AllianceBernstein Holding LP (AB) rose the most in eight months after earnings and revenue at the New York-based asset manager exceeded analysts’ estimates and redemptions slowed.
AllianceBernstein rose 7.2 percent to close at $16.69 in New York trading after reporting yesterday that revenue increased 10 percent in the third quarter to $708 million and adjusted earnings per share gained 20 percent to 36 cents. Results beat estimates for $659 million in sales and profit of 27 cents a share in a Bloomberg survey, prompting analysts at Keefe, Bruyette & Woods and Sandler O’Neill to upgrade the stock.

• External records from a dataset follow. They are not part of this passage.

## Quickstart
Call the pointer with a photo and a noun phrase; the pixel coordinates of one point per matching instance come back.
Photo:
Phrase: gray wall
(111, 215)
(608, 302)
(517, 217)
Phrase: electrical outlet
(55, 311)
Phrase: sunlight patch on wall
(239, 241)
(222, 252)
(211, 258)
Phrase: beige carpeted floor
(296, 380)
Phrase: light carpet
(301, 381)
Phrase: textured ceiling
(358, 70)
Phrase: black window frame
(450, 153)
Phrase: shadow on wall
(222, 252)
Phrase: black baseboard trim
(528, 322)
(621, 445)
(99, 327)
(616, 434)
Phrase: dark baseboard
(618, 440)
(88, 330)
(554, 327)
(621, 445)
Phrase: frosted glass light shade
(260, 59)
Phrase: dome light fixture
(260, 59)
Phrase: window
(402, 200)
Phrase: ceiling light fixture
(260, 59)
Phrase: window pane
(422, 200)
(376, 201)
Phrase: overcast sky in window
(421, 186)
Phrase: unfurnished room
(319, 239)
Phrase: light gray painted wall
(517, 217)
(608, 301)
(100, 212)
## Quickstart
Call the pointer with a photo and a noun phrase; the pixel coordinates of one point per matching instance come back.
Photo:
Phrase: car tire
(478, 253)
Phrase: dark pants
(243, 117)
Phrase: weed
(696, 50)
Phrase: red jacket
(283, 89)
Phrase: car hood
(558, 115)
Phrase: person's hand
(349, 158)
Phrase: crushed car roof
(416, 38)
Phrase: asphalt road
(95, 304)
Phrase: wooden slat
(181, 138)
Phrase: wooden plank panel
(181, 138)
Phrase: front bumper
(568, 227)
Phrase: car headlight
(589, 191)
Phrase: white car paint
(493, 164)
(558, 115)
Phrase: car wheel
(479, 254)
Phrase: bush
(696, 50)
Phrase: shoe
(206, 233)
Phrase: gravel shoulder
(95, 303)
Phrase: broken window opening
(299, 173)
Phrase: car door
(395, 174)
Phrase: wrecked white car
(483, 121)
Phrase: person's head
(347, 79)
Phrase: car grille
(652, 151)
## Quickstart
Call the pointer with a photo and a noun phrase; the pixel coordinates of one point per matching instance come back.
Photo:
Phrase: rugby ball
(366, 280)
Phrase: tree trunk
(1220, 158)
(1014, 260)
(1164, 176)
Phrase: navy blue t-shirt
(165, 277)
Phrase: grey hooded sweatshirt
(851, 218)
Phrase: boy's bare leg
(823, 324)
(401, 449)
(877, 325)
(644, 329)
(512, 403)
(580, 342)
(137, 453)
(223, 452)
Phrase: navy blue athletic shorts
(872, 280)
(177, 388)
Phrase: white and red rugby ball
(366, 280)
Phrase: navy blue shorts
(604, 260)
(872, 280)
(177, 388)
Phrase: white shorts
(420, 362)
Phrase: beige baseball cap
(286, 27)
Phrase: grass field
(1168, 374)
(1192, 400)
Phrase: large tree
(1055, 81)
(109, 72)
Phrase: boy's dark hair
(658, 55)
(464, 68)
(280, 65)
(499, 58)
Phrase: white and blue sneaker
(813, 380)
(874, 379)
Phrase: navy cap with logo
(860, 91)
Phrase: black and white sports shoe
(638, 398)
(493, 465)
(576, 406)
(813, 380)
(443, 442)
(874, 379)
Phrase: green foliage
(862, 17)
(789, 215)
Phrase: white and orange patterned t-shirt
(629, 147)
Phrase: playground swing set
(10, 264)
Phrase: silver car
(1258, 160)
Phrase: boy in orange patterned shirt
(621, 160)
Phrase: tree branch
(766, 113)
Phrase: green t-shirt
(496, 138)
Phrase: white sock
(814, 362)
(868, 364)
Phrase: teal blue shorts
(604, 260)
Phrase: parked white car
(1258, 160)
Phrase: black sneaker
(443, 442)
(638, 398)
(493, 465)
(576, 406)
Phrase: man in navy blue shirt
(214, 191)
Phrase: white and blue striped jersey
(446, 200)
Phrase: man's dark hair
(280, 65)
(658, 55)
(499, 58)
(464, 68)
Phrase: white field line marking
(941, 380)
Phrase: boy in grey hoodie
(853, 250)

“This report gives us confidence that flow momentum is building and that they will take in money starting this quarter,” Michael Kim, an analyst with Sandler O’Neill & Partners LP in New York, said in a telephone interview, after he raised the stock to buy from hold.
AllianceBernstein has been plagued by redemptions since the financial crisis as customers pulled about $200 billion from its equity products since the end of 2008. This year the firm has cut the pace of withdrawals as it attracted money from retail investors, especially into bond funds sold outside the U.S.

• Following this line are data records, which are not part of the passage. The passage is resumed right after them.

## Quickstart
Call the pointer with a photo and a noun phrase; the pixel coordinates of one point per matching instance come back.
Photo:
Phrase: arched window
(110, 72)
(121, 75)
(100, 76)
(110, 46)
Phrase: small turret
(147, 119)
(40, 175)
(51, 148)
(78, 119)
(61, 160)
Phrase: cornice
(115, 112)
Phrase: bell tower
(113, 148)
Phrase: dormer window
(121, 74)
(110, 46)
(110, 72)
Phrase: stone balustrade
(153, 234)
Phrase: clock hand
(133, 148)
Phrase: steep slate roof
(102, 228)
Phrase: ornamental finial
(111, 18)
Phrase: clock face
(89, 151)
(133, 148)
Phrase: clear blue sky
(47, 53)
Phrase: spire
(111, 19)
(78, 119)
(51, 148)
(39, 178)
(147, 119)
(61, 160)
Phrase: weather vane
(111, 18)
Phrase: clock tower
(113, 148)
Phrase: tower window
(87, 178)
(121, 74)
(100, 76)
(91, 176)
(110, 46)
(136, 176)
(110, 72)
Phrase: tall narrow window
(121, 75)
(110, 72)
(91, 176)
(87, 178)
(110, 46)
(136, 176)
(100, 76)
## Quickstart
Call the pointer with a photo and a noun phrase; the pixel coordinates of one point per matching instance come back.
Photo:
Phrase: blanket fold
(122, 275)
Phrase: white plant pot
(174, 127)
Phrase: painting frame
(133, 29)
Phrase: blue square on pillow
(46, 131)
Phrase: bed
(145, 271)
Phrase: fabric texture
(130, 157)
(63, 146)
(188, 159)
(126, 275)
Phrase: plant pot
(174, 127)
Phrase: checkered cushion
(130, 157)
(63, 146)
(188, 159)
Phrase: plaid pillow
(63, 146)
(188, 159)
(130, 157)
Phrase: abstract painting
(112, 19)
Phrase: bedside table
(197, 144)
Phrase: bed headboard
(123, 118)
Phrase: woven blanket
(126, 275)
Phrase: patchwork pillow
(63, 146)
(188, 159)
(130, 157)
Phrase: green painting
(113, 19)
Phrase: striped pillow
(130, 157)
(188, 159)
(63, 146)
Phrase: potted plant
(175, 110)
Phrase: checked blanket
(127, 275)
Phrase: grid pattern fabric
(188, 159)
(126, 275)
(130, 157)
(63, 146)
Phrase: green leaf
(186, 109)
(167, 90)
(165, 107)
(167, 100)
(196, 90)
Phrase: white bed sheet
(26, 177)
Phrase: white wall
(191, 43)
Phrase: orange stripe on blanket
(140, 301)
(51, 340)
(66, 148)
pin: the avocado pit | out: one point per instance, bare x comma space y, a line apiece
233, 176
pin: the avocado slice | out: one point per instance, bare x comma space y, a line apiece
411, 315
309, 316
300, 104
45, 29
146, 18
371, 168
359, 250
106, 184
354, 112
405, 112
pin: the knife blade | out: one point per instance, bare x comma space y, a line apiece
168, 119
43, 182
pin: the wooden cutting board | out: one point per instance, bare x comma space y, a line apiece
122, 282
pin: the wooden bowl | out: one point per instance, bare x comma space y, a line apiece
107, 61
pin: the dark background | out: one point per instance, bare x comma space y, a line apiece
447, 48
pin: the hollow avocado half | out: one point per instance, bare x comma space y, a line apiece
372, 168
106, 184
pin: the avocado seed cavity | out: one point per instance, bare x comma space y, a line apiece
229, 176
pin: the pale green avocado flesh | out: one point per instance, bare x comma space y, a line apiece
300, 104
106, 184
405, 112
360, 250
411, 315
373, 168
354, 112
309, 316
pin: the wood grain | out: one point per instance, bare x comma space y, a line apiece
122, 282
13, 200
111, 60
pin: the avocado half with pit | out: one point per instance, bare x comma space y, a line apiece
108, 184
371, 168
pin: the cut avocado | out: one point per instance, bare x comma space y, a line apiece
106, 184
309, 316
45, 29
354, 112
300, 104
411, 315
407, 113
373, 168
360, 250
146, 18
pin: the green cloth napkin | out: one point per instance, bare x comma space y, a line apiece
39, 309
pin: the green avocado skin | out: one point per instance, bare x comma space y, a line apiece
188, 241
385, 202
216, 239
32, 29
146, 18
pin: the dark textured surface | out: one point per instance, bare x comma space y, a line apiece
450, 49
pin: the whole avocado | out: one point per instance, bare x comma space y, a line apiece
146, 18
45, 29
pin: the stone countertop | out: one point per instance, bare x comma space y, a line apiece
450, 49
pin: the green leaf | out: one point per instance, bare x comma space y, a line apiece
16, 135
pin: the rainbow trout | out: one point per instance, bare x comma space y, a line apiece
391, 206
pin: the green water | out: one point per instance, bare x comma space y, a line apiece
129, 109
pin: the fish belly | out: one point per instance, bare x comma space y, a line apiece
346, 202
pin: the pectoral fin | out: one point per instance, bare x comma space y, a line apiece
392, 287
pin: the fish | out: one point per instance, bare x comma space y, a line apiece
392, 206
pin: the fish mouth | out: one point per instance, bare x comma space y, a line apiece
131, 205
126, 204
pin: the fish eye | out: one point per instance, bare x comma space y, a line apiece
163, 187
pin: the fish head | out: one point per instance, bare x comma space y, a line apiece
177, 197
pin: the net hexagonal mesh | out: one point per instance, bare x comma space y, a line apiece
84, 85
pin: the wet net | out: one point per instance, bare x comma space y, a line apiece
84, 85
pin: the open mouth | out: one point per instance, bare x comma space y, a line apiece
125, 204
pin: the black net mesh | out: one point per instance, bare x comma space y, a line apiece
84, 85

Customers withdrew $4.4 billion in the quarter ended Sept. 30, down from $15.4 billion a year earlier. AllianceBernstein said it won $5 billion in deposits from individual investors during the quarter.

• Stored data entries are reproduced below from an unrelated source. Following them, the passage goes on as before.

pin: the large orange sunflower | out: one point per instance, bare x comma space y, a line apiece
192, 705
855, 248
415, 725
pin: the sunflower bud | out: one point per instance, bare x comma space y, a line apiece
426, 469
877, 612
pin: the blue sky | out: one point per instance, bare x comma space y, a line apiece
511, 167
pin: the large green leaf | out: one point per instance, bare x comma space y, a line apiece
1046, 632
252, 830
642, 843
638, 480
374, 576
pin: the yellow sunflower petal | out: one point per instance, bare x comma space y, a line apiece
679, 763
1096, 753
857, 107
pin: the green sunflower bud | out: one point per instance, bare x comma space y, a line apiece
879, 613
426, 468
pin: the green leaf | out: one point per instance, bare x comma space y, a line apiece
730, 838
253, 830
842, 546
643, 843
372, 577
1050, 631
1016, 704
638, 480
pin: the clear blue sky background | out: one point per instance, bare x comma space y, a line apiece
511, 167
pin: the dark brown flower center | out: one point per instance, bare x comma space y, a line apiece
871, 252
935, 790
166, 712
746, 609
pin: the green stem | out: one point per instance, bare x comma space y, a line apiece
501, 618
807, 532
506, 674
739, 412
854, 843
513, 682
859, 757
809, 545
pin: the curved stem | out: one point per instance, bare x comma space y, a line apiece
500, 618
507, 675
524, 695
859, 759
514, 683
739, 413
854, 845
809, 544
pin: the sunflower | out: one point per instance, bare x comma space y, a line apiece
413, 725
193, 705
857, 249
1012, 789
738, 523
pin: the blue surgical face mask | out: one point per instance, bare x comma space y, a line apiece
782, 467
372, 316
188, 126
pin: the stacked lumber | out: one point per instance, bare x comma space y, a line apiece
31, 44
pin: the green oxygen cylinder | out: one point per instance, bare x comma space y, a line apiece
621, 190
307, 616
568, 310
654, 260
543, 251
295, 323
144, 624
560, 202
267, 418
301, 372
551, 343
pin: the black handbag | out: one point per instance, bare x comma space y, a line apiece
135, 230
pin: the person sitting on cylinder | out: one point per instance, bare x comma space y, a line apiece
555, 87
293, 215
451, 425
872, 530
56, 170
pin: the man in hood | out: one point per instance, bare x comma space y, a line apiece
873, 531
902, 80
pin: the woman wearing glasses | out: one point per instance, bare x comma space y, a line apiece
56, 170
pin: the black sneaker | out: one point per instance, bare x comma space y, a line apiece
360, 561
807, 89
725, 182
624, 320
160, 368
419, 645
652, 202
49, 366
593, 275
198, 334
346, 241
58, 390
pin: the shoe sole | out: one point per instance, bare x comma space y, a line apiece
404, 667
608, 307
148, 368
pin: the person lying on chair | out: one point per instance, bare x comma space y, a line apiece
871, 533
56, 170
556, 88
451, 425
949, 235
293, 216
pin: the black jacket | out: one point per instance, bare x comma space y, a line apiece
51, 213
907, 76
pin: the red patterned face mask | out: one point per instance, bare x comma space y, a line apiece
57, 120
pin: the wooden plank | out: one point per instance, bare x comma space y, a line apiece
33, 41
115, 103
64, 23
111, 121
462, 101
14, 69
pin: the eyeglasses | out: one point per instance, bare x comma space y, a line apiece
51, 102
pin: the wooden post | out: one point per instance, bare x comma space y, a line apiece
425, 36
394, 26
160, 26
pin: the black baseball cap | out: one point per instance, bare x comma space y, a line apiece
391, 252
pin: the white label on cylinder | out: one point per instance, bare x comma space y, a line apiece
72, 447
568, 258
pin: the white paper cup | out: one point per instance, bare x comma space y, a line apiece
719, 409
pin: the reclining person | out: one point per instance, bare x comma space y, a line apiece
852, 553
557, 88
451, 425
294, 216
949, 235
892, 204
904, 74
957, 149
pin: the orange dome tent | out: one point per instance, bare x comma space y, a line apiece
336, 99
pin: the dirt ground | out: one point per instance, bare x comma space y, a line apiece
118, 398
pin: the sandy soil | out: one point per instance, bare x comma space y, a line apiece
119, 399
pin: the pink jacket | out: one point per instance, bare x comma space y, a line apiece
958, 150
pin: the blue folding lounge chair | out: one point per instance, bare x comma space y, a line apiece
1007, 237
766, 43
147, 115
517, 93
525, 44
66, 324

AllianceBernstein has risen 28 percent this year compared with an 18 percent increase for the 20-member Standard & Poor’s index of asset managers and custody banks.
Its largest mutual fund, the Luxembourg-based $23.7 billion AllianceBernstein Global High Yield Portfolio (ACGHYAT), attracted more than $1 billion in each of the first two quarters of 2012, according to data from Strategic Insight, a New York-based research firm. The fund beat 80 percent of rivals over five years, according to data compiled by Bloomberg.
The company had “improved flows into fixed income and ‘other’ products, particularly in the retail channel, which we believe will be instrumental in garnering positive flows again,” Robert Lee at Keefe, Bruyette & Woods Inc. said in a note to clients yesterday. He raised his recommendation to outperform from market-perform.
AllianceBernstein in December 2008 named Peter Kraus, a former executive at Goldman Sachs Group Inc., chief executive officer. In June, Kraus’s contract was extended five years through January 2019, even though the company’s shares fell and redemptions continued during his leadership.
Pete Smith, a member of AllianceBernstein’s compensation committee, said in June that Kraus had been effective at guiding the firm “through a period of unprecedented challenges since the financial crisis.”
The company attributed its better performance in the third quarter to higher distribution fees from outside the U.S. and progress in cutting its real-estate costs. AllianceBernstein said in August it would save $38 million to $43 million a year by cutting back on the real estate it occupies.